In the Avebury area a few miles north of Stonehenge there is another very substantial megalithic construction we should look at. No one has any idea what the purpose was in building it. Here it is:





This is the largest artificial ancient mound in Europe. It's 130 feet high and covers 5 1/2 acres at its base. The top is flat. The surrounding ditch was originally about 125 ft. wide and 30 ft. deep with a large extension to the west. It is now almost completely silted up as a result of long continued flooding. Here's what we're told about the construction:

The construction of the mound shows an almost obsessive concern for stability. The piled material has been laid in horizontal layers, each divided into numerous sectors by radial and circumferential walls of chalk blocks; and the inner side of the ditch has been protected from frost-weathering, which would have undermined the edge of the mound, by piling against it horizontal layers of chalk rubble, held in place by timber revetment. These are features unknown elsewhere in earthworks of this early date, and they show that the builders of Silbury had a remarkable empirical knowledge of civil engineering, which they applied so effectively that the shape of the mound has hardly changed at all since it was built.

Several points come to mind:

-- It's about 50 feet in diameter at the flat top;

-- The terrace wall is about the same height as the Stonehenge uprights -- about 15 feet.

-- This is high enough to stop a man standing on another's shoulders reaching the top.

In modern times Silbury Hill has been dug into from the top down and from the side into the centre. Nothing has been found in it. But as a result we now know how it was constructed. First there was a primary mound or core of clay, with flints, then stacked turf and soil, then four coverings of chalk, gravel and topsoil, like this:







But that's just the core. On top of the core we have this, like a six tiered wedding cake, made of chalk blocks, with rubble infill:






To all intents and purposes it's the same shape today as on the day it was completed. Apparently no trees or shrubs have grown on the slope of the hill. Since its purpose is unknown, let's consider it more closely. First, why build an artificial hill in a valley when there are natural hills near by. The answer seems to be that the builders wanted a moat around it. It is close to Swallowhead natural spring, so close that although the adjoining river dries up in summer and goes underground, the Silbury moat always has water in it. Here's the plan of the hill and moat:







The moat is deep -- 30 feet -- and Roman wells dug 2,000 years later between Silbury Hill and the spring are only 20 feet deep. This means that the moat drew underground water from below the top of the water table. The extension of the moat in its long axis is 1109 feet. Was the moat a water reservoir for use of the people -- I would say probably the half-Immortals -- using Avebury, West Kennet Long Barrow and the other megalithic constructions in the area? If it was intended as a reservoir only, then it was not necessary to build the hill.

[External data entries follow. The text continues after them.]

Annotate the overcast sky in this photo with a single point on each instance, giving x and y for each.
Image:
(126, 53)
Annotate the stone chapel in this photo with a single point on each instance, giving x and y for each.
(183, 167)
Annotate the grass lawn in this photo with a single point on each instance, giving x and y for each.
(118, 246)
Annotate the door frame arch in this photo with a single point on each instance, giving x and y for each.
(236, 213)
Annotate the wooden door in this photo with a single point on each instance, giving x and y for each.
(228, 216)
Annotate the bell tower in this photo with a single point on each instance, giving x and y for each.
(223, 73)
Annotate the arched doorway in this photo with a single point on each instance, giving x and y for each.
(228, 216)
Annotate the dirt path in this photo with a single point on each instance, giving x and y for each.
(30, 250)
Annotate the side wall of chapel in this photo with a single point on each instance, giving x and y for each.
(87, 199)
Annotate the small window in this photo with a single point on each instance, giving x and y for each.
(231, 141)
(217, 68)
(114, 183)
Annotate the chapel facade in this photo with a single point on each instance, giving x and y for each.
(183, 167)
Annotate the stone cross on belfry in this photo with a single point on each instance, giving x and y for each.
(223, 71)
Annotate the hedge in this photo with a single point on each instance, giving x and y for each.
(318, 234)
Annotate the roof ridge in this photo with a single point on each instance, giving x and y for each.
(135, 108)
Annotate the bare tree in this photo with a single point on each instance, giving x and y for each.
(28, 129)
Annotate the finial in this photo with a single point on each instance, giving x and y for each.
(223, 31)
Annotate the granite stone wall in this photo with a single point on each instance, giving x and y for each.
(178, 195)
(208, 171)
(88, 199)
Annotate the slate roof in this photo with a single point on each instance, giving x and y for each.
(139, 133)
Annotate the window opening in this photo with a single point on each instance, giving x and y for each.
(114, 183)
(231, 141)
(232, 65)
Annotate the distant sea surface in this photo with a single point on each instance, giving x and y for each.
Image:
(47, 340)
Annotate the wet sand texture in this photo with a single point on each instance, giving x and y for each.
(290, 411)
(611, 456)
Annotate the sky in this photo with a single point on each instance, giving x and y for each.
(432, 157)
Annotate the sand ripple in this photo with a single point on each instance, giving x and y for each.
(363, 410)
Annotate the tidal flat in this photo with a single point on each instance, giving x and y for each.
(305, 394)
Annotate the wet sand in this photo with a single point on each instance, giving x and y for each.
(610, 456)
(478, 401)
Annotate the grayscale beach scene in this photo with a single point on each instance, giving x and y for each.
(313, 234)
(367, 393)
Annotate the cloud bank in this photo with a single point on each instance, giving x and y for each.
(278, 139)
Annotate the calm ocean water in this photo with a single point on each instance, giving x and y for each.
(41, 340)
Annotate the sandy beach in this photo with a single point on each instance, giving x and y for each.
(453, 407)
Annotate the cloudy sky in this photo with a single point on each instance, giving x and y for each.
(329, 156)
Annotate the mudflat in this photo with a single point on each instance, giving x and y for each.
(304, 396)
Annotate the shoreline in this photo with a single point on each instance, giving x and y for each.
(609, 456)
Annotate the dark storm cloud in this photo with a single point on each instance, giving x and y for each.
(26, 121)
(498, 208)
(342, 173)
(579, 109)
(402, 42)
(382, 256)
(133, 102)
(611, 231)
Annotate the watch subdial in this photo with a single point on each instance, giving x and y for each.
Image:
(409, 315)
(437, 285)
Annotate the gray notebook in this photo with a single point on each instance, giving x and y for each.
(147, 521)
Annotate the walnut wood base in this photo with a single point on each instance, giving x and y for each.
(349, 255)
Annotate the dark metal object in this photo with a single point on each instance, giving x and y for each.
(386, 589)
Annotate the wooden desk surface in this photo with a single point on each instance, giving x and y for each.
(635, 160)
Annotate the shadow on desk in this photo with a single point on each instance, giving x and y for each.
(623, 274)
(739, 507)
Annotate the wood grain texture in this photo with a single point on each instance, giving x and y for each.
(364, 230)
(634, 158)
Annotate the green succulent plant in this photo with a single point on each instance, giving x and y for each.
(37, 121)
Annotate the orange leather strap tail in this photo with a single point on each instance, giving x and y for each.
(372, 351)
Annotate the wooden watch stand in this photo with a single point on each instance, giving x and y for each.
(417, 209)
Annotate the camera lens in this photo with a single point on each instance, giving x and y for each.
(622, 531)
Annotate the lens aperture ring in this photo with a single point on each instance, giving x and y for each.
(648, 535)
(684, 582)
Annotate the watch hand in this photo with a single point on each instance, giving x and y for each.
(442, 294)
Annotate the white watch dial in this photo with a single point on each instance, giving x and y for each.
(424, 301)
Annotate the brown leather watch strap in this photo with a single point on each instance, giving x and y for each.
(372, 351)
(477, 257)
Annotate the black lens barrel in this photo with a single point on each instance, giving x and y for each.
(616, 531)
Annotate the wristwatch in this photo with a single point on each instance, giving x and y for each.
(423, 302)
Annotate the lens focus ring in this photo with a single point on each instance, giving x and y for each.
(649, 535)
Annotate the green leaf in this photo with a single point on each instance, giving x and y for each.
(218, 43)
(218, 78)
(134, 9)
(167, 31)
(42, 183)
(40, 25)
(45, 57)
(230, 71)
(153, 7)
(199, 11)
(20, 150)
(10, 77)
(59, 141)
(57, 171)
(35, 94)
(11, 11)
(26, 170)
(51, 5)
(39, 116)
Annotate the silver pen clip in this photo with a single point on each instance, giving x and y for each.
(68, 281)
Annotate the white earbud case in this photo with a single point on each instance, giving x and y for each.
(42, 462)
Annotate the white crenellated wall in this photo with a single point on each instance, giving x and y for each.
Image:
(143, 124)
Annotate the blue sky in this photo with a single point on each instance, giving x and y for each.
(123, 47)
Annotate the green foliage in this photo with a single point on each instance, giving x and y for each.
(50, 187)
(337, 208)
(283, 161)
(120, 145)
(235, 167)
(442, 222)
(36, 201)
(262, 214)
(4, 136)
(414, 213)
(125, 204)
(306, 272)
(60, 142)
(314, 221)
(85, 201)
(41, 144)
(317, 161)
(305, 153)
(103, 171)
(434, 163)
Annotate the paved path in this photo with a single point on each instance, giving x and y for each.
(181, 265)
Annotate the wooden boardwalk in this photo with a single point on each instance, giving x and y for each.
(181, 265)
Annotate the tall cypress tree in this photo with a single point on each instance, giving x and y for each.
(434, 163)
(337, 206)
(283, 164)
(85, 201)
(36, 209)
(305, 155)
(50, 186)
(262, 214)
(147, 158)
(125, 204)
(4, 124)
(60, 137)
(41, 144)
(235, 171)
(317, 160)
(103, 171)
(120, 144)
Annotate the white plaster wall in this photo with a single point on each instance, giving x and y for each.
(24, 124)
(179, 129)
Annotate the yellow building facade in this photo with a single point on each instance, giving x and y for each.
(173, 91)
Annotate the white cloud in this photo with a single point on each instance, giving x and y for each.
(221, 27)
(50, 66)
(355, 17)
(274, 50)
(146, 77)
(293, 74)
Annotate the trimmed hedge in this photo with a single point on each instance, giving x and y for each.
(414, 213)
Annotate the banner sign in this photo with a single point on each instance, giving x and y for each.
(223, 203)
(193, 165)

I conclude that the hill was built in a valley beside a spring because it was necessary to have water surrounding it all year long, including during a hot dry summer. This probably relates to a risk of fire on the hill which was turfed and bare of trees or other combustibles.

Why flatten the Silbury hill top and make it difficult of access by humans?

The Immortals required mortals to provide them with labour and food and drink, but kept well away from them. Here's what the Book of Exodus in the Bible says, Ch.19:

"And Yhwh (Jehovah) said unto Moses, Lo, I come unto thee in a thick cloud, that the people may hear when I speak with thee, and believe thee for ever..... Go to the people and sanctify them today and tomorrow and they must wash their clothes.... the third day Yhwh will come down in the sight of all the people upon Mount Sinai. And you must set bounds for the people ...saying guard yourselves against going up into the Mount, and do not touch the edge of it. Anybody touching the Mount shall be surely put to death. On the third day....thunders and lightnings began occurring and a thick cloud up on the Mount, and a very loud sound of a horn. Moses now brought the people out of the camp to meet the God, and Mount Sinai smoked all over due to the fact that Yhwh came down upon it in fire; and its smoke kept ascending like the smoke of a kiln, and the whole mount was trembling very much. When the sound of the horn became continually louder and louder, Moses began to speak and the God began to answer him with a voice.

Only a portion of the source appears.